Die Zerbrechlichkeit des jungen politischen Systems sowie die Unsicherheit der Dorfbewohner schlagen den Ermittlern immer wieder entgegen. Die Bewohner zeigen sich Neuem (hier: den Ermittlern aus der fernen Großstadt) gegenüber unaufgeschlossen, verhalten sich wenig kooperativ und wollen die Beamten am liebsten schnell wieder los werden. Regisseur Rodríguez gelingt damit eine gekonnte, passende Allegorie auf die schwierigen politischen und gesellschaftlichen Zustände eines zutiefst zerrütteten Landes.

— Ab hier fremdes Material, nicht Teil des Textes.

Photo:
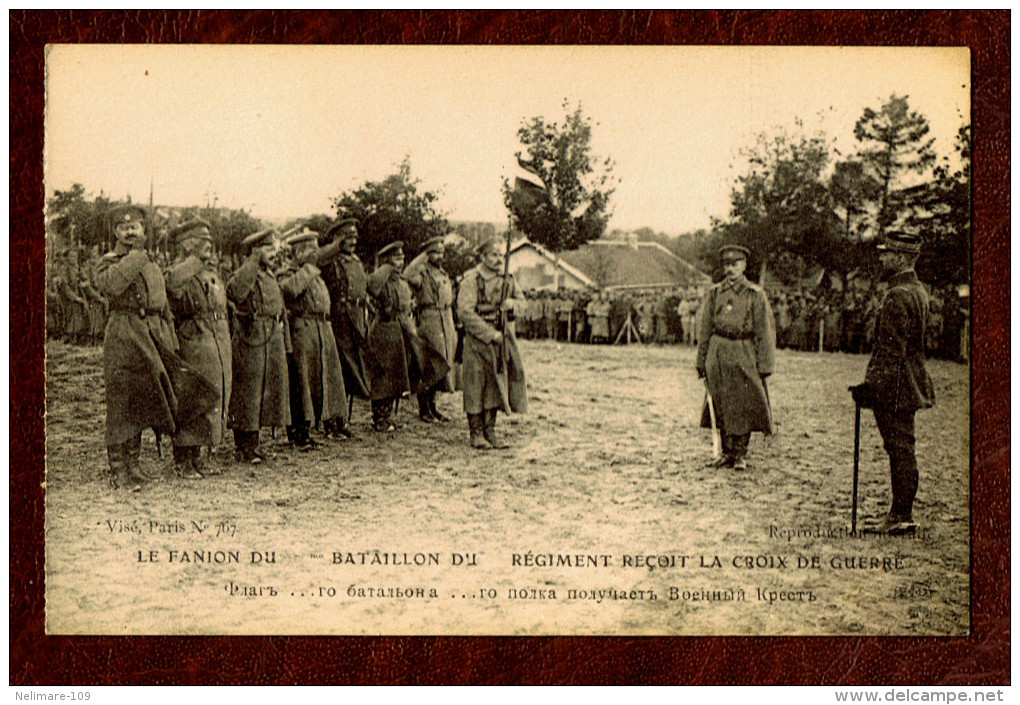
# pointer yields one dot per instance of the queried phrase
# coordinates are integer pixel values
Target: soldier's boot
(475, 425)
(435, 411)
(489, 431)
(424, 409)
(118, 466)
(184, 463)
(136, 479)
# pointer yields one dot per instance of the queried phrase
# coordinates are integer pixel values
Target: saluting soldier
(260, 396)
(400, 362)
(345, 279)
(735, 354)
(198, 299)
(434, 297)
(139, 393)
(318, 393)
(897, 383)
(493, 369)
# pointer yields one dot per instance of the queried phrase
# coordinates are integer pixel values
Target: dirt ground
(601, 519)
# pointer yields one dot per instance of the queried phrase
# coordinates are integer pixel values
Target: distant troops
(493, 369)
(434, 311)
(735, 354)
(317, 393)
(897, 383)
(139, 392)
(198, 300)
(598, 317)
(260, 392)
(398, 362)
(345, 280)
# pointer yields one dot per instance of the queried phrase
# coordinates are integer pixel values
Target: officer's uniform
(260, 395)
(317, 384)
(434, 307)
(198, 299)
(139, 392)
(345, 280)
(897, 383)
(493, 375)
(735, 353)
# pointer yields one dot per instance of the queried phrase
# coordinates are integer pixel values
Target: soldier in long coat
(198, 299)
(139, 392)
(399, 362)
(317, 393)
(735, 354)
(345, 279)
(434, 308)
(259, 396)
(897, 383)
(493, 368)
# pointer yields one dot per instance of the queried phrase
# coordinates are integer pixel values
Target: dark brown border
(982, 658)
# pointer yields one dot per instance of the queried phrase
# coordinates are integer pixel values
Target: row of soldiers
(310, 332)
(832, 321)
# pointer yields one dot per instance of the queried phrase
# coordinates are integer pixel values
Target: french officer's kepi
(259, 239)
(128, 212)
(898, 241)
(340, 231)
(736, 250)
(192, 229)
(394, 248)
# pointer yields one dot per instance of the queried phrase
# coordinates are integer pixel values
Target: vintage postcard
(601, 388)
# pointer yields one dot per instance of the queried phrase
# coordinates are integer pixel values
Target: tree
(577, 184)
(941, 213)
(894, 143)
(395, 208)
(781, 206)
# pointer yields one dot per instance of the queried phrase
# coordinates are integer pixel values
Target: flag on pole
(528, 188)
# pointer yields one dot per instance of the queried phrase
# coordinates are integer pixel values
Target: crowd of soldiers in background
(833, 321)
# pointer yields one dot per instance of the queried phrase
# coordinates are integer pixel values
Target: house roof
(632, 265)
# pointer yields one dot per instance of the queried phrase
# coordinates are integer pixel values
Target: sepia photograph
(507, 341)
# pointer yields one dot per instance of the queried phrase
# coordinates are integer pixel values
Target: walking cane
(716, 446)
(857, 464)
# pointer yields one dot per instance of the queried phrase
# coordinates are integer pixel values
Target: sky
(281, 130)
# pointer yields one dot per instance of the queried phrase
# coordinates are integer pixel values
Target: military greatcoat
(434, 293)
(488, 382)
(198, 300)
(735, 348)
(400, 361)
(897, 376)
(345, 280)
(139, 392)
(260, 396)
(320, 381)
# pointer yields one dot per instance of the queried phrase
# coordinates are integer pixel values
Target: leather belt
(733, 336)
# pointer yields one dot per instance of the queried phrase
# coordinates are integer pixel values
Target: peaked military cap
(191, 229)
(487, 245)
(303, 236)
(128, 212)
(743, 251)
(259, 239)
(431, 243)
(901, 242)
(338, 228)
(394, 248)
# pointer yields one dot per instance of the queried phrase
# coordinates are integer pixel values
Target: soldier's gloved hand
(862, 395)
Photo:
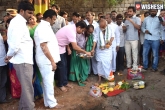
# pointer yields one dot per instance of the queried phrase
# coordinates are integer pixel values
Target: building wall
(96, 6)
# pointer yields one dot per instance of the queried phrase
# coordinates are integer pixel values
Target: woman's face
(32, 20)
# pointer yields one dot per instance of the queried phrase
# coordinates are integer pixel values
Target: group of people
(46, 49)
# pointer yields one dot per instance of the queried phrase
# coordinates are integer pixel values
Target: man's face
(108, 19)
(153, 12)
(119, 20)
(114, 15)
(80, 30)
(125, 15)
(52, 20)
(130, 13)
(27, 14)
(89, 32)
(89, 16)
(75, 19)
(32, 20)
(162, 13)
(102, 25)
(54, 8)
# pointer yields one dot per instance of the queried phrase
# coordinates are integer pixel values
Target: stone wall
(96, 6)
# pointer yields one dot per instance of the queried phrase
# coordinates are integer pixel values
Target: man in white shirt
(47, 55)
(20, 53)
(3, 71)
(75, 18)
(60, 21)
(121, 51)
(116, 41)
(90, 20)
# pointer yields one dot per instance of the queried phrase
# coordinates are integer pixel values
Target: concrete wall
(96, 6)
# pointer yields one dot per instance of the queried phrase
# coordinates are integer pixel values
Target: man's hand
(8, 58)
(117, 48)
(88, 53)
(69, 52)
(161, 41)
(54, 66)
(147, 32)
(92, 52)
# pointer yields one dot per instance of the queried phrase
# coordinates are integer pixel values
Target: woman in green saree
(37, 79)
(79, 67)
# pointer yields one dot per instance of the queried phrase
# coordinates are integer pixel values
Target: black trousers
(3, 81)
(120, 59)
(61, 72)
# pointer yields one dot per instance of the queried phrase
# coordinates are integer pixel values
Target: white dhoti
(114, 54)
(47, 85)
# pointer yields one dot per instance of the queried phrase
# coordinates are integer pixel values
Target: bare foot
(58, 106)
(63, 89)
(70, 86)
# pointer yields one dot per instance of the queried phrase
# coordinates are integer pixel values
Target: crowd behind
(38, 51)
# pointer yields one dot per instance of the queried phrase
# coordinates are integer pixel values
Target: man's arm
(137, 26)
(15, 36)
(63, 22)
(77, 48)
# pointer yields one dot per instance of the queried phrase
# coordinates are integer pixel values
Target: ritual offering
(84, 56)
(135, 74)
(95, 91)
(139, 85)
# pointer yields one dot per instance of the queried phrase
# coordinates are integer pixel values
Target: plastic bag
(95, 91)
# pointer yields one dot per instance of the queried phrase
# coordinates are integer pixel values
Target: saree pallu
(15, 84)
(80, 68)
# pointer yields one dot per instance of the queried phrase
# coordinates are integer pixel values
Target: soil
(150, 98)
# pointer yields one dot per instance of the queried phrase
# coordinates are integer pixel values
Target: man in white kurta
(47, 55)
(103, 54)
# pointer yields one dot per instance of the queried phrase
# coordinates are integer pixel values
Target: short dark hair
(82, 24)
(8, 22)
(25, 5)
(162, 10)
(49, 13)
(113, 11)
(90, 26)
(63, 13)
(56, 6)
(133, 8)
(102, 17)
(119, 16)
(76, 14)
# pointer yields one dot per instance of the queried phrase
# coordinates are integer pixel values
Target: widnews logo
(149, 5)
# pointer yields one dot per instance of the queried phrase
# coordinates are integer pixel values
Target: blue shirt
(153, 25)
(132, 32)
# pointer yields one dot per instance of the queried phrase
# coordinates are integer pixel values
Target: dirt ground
(150, 98)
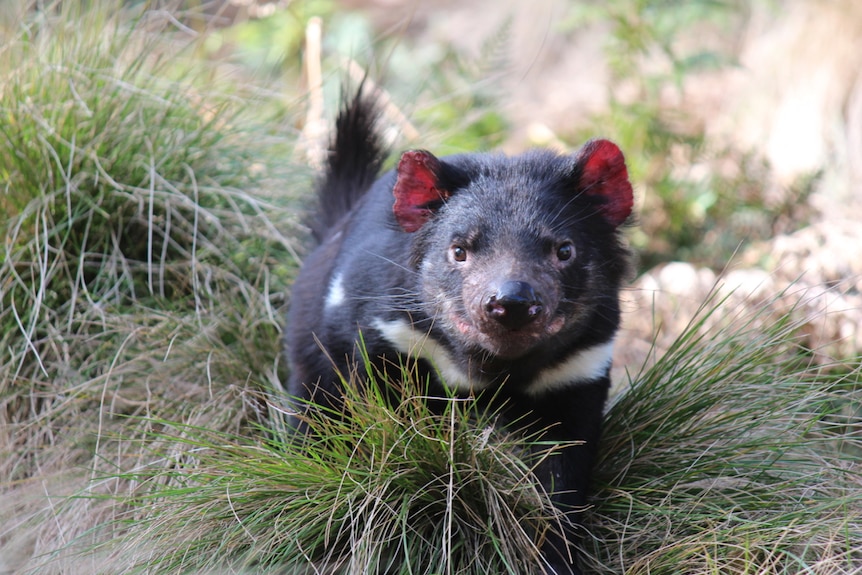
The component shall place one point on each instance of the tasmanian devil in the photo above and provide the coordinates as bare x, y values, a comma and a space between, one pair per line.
497, 276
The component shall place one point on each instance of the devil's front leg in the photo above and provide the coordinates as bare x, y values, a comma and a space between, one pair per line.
572, 418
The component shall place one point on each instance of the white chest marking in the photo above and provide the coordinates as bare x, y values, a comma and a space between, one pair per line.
335, 295
586, 365
419, 344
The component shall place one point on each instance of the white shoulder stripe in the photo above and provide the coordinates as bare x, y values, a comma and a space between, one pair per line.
414, 343
583, 366
335, 295
586, 365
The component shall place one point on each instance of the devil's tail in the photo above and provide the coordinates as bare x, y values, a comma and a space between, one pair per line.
356, 154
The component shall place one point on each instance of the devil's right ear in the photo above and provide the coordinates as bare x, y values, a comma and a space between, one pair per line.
417, 190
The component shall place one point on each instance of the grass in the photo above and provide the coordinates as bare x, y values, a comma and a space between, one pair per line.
148, 244
150, 234
733, 454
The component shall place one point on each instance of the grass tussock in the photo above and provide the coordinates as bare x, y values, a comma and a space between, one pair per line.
148, 243
733, 454
384, 489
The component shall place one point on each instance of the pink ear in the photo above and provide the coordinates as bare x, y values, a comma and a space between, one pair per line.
416, 189
604, 174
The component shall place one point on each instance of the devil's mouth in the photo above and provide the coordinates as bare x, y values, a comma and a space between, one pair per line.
491, 337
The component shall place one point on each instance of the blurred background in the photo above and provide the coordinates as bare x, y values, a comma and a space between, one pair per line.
741, 119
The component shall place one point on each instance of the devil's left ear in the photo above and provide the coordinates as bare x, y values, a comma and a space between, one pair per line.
418, 192
604, 175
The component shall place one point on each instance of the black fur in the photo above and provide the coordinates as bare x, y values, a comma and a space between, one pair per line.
538, 284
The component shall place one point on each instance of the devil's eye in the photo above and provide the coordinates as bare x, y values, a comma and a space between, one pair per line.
565, 251
459, 254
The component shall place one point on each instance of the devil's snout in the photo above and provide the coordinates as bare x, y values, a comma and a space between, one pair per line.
514, 305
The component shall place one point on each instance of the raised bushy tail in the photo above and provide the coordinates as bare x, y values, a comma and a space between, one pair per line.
356, 154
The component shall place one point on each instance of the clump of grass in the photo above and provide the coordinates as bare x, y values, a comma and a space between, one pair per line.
378, 488
732, 454
146, 245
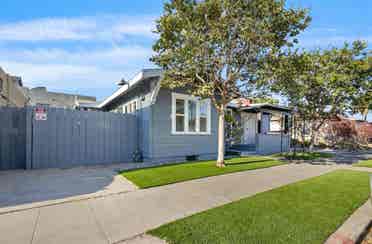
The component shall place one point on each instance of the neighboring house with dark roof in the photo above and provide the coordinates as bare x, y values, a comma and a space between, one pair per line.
173, 125
11, 92
264, 128
41, 96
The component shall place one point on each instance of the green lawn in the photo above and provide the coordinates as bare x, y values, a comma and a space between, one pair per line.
364, 163
304, 212
305, 155
163, 175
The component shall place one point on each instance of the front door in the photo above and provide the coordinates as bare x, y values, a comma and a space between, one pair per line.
249, 122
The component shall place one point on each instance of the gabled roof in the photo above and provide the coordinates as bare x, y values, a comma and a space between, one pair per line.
140, 77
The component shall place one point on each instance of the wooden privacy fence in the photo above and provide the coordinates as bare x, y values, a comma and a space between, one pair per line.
60, 138
12, 138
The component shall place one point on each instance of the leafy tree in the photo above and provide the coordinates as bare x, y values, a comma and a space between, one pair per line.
215, 48
322, 84
265, 99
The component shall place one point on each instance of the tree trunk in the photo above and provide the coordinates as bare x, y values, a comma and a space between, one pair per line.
221, 137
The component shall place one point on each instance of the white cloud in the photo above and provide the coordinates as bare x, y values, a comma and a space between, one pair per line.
114, 56
330, 41
94, 28
94, 70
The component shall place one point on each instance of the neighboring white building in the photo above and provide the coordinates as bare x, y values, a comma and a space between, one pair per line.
41, 96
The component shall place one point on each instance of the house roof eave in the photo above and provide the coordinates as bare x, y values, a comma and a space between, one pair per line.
140, 77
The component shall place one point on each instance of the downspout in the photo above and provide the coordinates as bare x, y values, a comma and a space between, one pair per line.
281, 134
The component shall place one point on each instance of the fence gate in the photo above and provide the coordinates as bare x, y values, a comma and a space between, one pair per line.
12, 138
65, 138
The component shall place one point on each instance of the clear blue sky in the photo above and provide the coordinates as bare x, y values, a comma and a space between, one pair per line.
86, 46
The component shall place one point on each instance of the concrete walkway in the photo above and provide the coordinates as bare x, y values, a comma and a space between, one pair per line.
122, 217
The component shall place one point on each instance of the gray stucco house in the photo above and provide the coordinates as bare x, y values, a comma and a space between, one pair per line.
173, 125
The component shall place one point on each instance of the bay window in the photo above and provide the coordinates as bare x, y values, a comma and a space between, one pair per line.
190, 115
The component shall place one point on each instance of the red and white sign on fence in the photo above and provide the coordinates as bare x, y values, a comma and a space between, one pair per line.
41, 113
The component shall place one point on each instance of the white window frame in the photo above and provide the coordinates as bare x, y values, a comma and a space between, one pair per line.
186, 131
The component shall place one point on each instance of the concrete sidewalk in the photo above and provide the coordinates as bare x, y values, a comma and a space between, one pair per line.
121, 217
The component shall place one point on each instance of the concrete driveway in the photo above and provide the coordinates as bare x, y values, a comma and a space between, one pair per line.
119, 217
24, 189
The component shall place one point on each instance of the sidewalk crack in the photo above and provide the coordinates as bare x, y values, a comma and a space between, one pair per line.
100, 227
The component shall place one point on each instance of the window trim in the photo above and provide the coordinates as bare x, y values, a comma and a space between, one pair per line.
186, 131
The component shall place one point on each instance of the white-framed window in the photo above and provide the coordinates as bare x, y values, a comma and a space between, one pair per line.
130, 107
190, 115
275, 123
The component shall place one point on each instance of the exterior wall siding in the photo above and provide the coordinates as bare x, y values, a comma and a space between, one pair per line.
11, 93
165, 145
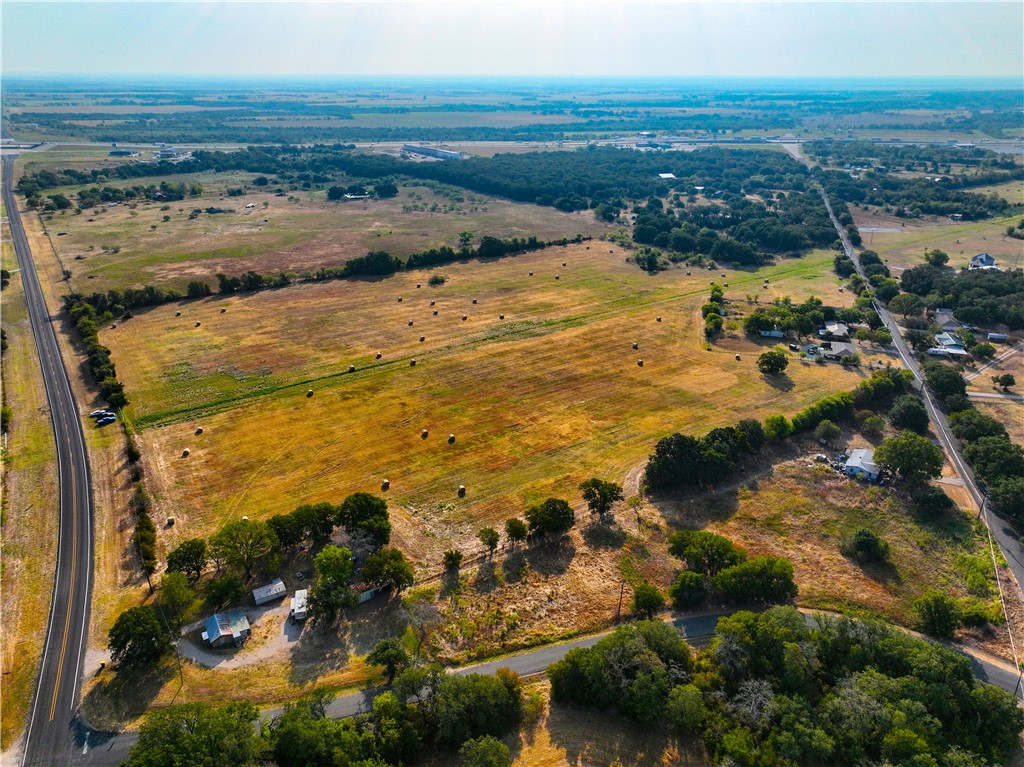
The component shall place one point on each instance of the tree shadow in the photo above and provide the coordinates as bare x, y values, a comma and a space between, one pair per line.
779, 381
601, 535
124, 695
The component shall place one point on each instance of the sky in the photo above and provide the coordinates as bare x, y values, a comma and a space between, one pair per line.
592, 38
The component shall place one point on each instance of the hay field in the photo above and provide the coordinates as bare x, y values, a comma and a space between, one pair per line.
281, 233
962, 240
538, 401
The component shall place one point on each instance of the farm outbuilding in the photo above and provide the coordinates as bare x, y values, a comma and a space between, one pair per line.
222, 629
269, 593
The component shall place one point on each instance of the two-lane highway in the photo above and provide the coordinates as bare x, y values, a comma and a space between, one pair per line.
49, 738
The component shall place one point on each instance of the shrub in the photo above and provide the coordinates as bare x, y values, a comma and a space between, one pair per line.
687, 590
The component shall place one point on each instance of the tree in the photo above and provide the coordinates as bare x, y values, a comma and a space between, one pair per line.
554, 515
758, 580
647, 600
938, 614
223, 590
705, 552
827, 430
865, 546
600, 496
515, 530
777, 428
1007, 381
772, 361
910, 456
244, 543
390, 654
687, 590
138, 637
909, 413
188, 557
484, 752
389, 566
367, 512
331, 592
453, 559
906, 304
199, 735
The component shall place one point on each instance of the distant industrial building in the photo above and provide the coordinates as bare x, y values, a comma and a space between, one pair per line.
414, 148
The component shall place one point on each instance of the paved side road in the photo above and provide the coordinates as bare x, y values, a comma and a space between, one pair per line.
107, 751
49, 737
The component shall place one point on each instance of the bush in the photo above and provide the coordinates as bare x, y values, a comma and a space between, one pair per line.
758, 580
865, 546
687, 590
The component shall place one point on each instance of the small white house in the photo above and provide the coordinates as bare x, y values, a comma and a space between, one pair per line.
298, 611
272, 591
861, 464
982, 261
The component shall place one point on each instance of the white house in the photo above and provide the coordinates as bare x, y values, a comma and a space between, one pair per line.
982, 261
226, 628
272, 591
861, 464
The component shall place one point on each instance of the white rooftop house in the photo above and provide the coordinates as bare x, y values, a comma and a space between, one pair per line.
272, 591
982, 261
861, 464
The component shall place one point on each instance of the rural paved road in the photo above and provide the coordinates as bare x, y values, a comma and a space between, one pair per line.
49, 738
105, 750
1007, 539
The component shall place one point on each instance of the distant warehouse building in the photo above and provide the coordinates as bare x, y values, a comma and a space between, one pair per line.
415, 148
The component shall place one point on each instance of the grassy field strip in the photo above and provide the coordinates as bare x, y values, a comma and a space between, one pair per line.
622, 307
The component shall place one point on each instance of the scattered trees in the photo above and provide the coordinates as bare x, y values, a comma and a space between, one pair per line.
773, 361
914, 458
600, 496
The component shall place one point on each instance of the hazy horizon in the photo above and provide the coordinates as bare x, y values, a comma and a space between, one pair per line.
871, 41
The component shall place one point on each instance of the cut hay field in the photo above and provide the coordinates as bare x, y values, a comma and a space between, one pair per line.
282, 233
538, 401
905, 247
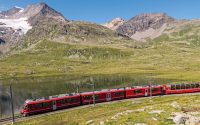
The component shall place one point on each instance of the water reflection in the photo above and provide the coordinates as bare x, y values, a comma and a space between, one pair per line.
31, 88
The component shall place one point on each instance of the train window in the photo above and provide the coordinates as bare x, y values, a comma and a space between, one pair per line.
40, 105
96, 97
88, 97
119, 93
62, 101
154, 89
178, 86
173, 87
197, 85
187, 86
182, 86
29, 107
26, 107
46, 104
192, 85
71, 100
137, 91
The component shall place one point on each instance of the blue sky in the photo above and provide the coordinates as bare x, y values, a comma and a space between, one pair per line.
101, 11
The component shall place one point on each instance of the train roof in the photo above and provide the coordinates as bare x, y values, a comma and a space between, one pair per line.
51, 98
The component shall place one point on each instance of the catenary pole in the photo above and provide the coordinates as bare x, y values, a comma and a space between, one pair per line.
12, 106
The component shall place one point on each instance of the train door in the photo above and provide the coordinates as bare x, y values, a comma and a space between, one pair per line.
108, 96
54, 105
146, 92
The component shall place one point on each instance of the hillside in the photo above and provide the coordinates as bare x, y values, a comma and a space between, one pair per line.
156, 111
62, 47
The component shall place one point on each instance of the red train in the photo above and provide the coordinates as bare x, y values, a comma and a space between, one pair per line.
76, 99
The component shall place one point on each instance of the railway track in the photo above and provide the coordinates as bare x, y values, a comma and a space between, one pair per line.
19, 118
9, 119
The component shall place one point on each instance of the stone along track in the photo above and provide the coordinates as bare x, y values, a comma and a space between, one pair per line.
19, 118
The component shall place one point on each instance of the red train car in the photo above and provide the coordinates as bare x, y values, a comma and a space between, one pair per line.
181, 88
65, 101
134, 92
38, 106
103, 96
52, 103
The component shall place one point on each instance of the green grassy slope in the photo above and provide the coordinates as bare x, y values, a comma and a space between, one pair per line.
157, 111
89, 49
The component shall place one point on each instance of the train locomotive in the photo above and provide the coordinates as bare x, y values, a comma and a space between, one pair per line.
64, 101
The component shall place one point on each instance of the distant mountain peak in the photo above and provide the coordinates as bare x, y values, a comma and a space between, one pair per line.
10, 12
114, 24
144, 22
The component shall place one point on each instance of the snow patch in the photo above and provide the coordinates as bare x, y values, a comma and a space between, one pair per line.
16, 24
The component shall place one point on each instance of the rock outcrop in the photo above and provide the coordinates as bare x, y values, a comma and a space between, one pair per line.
115, 23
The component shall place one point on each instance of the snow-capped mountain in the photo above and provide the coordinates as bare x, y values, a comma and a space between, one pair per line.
16, 22
115, 23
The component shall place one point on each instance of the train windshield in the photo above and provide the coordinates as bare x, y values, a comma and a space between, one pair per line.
25, 107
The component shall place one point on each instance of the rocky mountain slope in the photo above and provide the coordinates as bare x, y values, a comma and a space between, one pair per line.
37, 22
115, 23
16, 22
144, 26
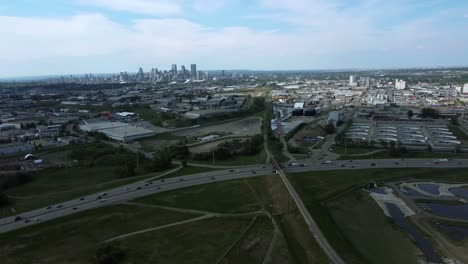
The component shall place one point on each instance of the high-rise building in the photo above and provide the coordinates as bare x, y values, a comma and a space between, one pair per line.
193, 71
400, 84
182, 71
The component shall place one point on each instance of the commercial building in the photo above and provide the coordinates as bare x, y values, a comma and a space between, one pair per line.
9, 149
334, 117
119, 131
193, 71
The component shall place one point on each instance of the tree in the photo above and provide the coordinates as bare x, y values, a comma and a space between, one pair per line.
330, 128
110, 254
4, 200
162, 160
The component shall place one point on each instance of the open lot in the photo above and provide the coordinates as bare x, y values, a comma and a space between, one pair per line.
176, 226
361, 219
74, 239
237, 160
245, 127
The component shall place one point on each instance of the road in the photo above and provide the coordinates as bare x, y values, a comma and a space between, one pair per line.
136, 190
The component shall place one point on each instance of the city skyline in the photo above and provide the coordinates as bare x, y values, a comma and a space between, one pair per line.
80, 36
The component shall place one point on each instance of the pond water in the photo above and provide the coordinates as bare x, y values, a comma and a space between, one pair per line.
460, 192
457, 233
411, 192
459, 211
378, 190
421, 242
430, 188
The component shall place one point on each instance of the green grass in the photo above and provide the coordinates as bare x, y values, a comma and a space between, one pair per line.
58, 185
254, 244
197, 242
360, 219
238, 160
74, 239
226, 197
315, 188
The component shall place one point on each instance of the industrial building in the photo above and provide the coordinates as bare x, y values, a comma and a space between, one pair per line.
119, 131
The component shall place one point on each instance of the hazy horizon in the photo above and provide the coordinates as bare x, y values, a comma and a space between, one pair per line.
53, 37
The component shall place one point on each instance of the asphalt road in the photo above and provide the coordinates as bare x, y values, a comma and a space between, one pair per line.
144, 188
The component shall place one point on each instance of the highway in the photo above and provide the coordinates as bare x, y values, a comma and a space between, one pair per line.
144, 188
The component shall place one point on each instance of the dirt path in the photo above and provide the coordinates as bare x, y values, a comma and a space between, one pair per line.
158, 228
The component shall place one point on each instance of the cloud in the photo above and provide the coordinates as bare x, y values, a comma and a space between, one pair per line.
208, 6
147, 7
316, 34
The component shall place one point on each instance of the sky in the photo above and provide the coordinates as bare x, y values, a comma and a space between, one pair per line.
53, 37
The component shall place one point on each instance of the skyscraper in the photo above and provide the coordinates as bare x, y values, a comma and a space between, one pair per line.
182, 71
193, 71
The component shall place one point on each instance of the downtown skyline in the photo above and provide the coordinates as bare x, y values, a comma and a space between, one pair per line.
80, 36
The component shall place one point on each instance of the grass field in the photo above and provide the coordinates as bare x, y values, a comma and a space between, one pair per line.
238, 160
197, 242
361, 219
74, 239
223, 197
315, 188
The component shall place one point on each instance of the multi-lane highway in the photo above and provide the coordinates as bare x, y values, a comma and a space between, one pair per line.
143, 188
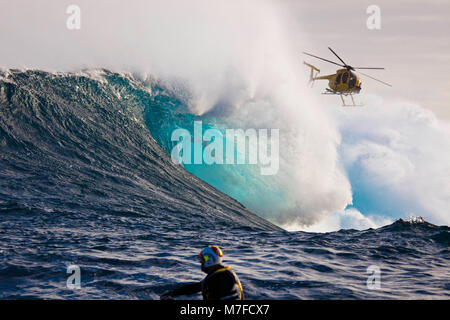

Zutiefst zerrüttet ist schon von Beginn an das Verhältnis der Ermittler, deren Ansichten und politische Weltanschauungen nicht unterschiedlicher sein könnten. Und auch hier gelingt Rodríguez wieder eine hervorragende Übertragung der Stimmung im Land, diesmal heruntergebrochen auf die beiden Hauptfiguren, die leidenschaftlich von Raúl Arévalo und Javier Gutiérrez verkörpert werden. Der eine (Pedro), ein eher ruhiger Zeitgenosse und überzeugter Demokrat mit dem Willen zum Aufbruch und zur Veränderung. Der Andere (Juan), ein – so scheint es manchmal – dem Faschismus nachtrauender, gebrechlicher und gewaltbereiter Ermittler. Ein eingespieltes Team sind sie zu keinem Zeitpunkt, im Gegenteil: hier trifft, wenn man so will, Neu auf Alt und Modernes auf Archaisches.

Während die Thriller-Dramaturgie und Polizeiarbeit nach bekanntem Muster verlaufen (viele Befragungen, Sicherstellen von Beweisen etc.) besticht der Film zuletzt auch durch die atmosphärischen, meisterhaften Landschafts- und Panoramaaufnahmen des Handlungsortes. Sumpfige Landstriche, geometrische und quer durch die Umgebung verlaufende Flussläufe  und fruchtbare Flussbecken stehen für eine erhabene, beeindruckend schöne Natur – und diese bildet quasi den Gegensatz zur bedrückend-bedrohlichen, tristen Stimmung innerhalb des Dorfes.